Badan-badan bantuan telah berulang kali memperingatkan tentang bencana kemanusiaan di kota itu, mendokumentasikan kekurangan makanan dan air dan rumah sakit harus berjuang keras untuk tetap berfungsi tanpa akses ke pasokan medis dasar.
Bulan lalu, pihak-pihak yang bertikai di Yaman mencapai deklarasi pemahaman tentang situasi di Taiz, menyusul pembicaraan damai di kota Rimbo, Swedia.
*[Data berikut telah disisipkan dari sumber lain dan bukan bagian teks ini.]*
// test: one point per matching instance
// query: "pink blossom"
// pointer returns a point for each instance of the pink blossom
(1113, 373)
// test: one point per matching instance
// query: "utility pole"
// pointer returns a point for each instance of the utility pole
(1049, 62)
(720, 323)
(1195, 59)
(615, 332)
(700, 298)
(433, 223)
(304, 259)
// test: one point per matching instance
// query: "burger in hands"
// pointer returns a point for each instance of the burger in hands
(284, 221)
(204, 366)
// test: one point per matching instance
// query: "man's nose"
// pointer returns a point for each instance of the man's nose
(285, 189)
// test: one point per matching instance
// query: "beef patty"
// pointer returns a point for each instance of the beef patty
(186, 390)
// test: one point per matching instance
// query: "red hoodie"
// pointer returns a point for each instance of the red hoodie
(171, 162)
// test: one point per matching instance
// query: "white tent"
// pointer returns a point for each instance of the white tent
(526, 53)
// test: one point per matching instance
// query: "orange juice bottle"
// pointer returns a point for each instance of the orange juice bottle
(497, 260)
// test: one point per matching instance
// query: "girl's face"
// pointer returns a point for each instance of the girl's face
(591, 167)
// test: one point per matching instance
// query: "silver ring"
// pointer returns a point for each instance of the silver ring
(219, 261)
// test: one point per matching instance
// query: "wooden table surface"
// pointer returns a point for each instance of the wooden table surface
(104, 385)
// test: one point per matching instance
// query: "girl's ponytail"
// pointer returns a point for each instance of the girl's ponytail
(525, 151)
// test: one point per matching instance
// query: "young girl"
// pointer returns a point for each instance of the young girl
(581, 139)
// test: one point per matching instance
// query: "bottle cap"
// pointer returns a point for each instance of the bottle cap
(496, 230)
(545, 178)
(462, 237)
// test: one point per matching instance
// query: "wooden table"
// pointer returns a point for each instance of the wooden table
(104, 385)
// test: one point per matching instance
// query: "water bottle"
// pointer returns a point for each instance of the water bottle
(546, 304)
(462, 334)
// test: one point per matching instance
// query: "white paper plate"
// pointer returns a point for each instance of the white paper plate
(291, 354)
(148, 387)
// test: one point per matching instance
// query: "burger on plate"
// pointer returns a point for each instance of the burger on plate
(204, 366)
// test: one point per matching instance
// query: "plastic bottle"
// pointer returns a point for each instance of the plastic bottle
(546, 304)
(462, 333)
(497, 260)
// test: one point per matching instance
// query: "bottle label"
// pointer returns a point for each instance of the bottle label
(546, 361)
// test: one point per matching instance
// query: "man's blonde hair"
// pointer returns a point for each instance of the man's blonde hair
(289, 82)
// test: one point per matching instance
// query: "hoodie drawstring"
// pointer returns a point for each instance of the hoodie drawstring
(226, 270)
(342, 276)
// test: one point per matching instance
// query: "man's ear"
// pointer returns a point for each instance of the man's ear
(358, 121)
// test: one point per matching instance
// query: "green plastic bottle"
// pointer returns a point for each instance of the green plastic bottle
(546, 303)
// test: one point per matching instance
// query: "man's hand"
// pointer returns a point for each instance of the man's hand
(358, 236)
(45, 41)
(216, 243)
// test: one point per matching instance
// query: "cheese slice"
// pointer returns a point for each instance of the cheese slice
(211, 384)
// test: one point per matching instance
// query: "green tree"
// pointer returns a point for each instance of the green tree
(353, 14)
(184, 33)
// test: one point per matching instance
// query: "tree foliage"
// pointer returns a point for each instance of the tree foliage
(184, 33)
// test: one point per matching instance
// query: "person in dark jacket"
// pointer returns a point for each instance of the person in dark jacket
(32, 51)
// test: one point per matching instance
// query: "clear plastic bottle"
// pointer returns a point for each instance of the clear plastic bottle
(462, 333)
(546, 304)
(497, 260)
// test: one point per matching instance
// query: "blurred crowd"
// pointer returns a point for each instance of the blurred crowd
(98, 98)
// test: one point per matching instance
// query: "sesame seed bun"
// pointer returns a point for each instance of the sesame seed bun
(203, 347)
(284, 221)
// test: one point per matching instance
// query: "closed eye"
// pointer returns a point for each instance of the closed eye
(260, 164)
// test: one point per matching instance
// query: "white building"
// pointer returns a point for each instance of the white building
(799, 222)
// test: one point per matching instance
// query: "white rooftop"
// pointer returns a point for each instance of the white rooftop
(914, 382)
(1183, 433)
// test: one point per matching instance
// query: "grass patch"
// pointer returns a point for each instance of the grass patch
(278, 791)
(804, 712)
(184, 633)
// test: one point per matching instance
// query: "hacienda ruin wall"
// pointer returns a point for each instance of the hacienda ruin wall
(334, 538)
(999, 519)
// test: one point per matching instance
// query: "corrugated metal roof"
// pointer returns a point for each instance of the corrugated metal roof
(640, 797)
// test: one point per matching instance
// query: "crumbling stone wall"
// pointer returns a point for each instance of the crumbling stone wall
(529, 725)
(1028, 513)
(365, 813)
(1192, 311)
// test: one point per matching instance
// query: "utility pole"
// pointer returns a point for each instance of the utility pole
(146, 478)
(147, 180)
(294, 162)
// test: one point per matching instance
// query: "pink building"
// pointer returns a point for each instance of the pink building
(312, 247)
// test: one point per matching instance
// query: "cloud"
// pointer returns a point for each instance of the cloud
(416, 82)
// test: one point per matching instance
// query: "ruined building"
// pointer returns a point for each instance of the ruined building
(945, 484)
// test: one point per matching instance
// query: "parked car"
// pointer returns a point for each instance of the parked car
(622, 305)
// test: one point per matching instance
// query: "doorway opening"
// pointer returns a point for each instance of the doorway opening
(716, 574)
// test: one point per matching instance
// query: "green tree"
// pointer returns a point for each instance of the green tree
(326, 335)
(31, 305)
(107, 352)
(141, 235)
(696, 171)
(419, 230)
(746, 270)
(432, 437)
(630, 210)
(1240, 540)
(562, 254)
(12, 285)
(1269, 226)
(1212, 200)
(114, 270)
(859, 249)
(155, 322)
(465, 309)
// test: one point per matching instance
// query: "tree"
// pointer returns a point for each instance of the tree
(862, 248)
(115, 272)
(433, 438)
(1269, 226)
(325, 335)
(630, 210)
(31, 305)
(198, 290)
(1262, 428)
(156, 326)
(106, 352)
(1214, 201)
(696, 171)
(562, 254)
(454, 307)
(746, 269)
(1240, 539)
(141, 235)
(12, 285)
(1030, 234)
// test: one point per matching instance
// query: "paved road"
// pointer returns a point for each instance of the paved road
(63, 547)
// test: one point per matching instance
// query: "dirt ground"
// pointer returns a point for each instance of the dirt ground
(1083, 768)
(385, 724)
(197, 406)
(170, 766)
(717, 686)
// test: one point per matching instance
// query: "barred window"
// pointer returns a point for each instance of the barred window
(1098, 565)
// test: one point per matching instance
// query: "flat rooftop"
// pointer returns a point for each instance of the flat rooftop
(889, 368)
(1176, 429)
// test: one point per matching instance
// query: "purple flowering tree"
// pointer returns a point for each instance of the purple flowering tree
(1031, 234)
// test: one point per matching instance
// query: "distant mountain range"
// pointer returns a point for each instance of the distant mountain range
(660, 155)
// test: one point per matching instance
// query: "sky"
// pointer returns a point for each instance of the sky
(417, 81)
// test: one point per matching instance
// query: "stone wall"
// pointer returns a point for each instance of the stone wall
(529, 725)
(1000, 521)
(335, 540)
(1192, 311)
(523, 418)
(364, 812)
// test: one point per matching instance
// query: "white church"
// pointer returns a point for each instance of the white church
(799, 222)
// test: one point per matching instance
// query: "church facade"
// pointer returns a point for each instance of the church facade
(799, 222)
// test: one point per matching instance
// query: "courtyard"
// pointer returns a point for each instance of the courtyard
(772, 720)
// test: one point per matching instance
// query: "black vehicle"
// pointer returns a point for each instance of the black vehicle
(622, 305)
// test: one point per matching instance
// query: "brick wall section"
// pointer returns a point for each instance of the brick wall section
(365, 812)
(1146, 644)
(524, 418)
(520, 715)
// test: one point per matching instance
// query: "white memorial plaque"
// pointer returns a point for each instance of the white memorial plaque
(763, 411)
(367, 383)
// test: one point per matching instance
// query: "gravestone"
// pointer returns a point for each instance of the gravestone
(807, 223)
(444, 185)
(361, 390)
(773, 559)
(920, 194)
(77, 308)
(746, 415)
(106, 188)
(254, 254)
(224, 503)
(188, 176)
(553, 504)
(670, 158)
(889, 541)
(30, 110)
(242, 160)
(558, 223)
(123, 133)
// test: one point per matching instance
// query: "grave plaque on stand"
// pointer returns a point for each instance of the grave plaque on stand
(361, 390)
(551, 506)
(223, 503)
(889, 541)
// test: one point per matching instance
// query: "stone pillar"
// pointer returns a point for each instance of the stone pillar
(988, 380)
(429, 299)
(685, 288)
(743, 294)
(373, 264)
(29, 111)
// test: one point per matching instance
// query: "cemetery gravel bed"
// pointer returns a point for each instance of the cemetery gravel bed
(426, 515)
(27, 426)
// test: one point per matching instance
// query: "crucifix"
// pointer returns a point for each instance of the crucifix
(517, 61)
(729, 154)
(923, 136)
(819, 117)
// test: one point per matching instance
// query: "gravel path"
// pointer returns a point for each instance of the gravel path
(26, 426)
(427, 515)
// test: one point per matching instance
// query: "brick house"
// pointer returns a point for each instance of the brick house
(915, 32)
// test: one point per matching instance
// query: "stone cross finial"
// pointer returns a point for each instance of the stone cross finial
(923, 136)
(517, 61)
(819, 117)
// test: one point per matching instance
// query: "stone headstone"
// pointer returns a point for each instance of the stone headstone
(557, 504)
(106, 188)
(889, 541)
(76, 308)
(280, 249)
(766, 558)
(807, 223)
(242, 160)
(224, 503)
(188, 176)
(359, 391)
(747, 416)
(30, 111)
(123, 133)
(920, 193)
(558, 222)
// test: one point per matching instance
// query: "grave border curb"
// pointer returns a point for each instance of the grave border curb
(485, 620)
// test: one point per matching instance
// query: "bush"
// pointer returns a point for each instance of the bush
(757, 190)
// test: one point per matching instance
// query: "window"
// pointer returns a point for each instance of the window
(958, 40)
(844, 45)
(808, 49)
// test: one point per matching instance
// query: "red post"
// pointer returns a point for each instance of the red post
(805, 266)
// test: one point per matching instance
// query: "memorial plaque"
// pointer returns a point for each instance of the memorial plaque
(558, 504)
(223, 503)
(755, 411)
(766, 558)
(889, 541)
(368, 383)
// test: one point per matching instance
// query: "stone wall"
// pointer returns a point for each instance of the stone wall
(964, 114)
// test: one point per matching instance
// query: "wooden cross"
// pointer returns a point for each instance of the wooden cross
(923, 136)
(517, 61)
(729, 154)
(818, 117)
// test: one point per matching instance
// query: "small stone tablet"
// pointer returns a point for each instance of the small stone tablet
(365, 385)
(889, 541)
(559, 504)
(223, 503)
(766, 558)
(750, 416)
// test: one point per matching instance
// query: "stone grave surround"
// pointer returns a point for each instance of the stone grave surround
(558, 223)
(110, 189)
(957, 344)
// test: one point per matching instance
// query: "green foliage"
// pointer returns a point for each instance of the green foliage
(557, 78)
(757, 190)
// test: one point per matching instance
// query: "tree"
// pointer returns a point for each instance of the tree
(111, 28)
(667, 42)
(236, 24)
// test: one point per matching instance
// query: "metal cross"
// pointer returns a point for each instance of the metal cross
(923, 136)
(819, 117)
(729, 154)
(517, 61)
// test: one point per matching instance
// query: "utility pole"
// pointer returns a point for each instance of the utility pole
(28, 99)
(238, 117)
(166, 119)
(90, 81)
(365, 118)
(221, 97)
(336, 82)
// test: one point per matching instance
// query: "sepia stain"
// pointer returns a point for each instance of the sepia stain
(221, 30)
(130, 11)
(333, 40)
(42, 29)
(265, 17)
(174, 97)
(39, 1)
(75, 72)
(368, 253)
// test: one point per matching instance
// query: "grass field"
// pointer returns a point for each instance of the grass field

Di bawah perjanjian tersebut, Houtsi diharapkan meringankan pengepungan terhadap Taiz dan menarik diri dari kota pelabuhan strategis Hudaidah.
Namun, kedua pihak telah saling menuduh melanggar perjanjian, dengan suara rudal dan tembakan terdengar hampir setiap hari oleh ribuan warga sipil yang masih tinggal di kota.
“Kelompok ini [Houtsi] hanya tahu bahasa kematian,” ujar Mohammad Al-Mayyas, seorang warga Taiz, mengatakan kepada Al Jazeera.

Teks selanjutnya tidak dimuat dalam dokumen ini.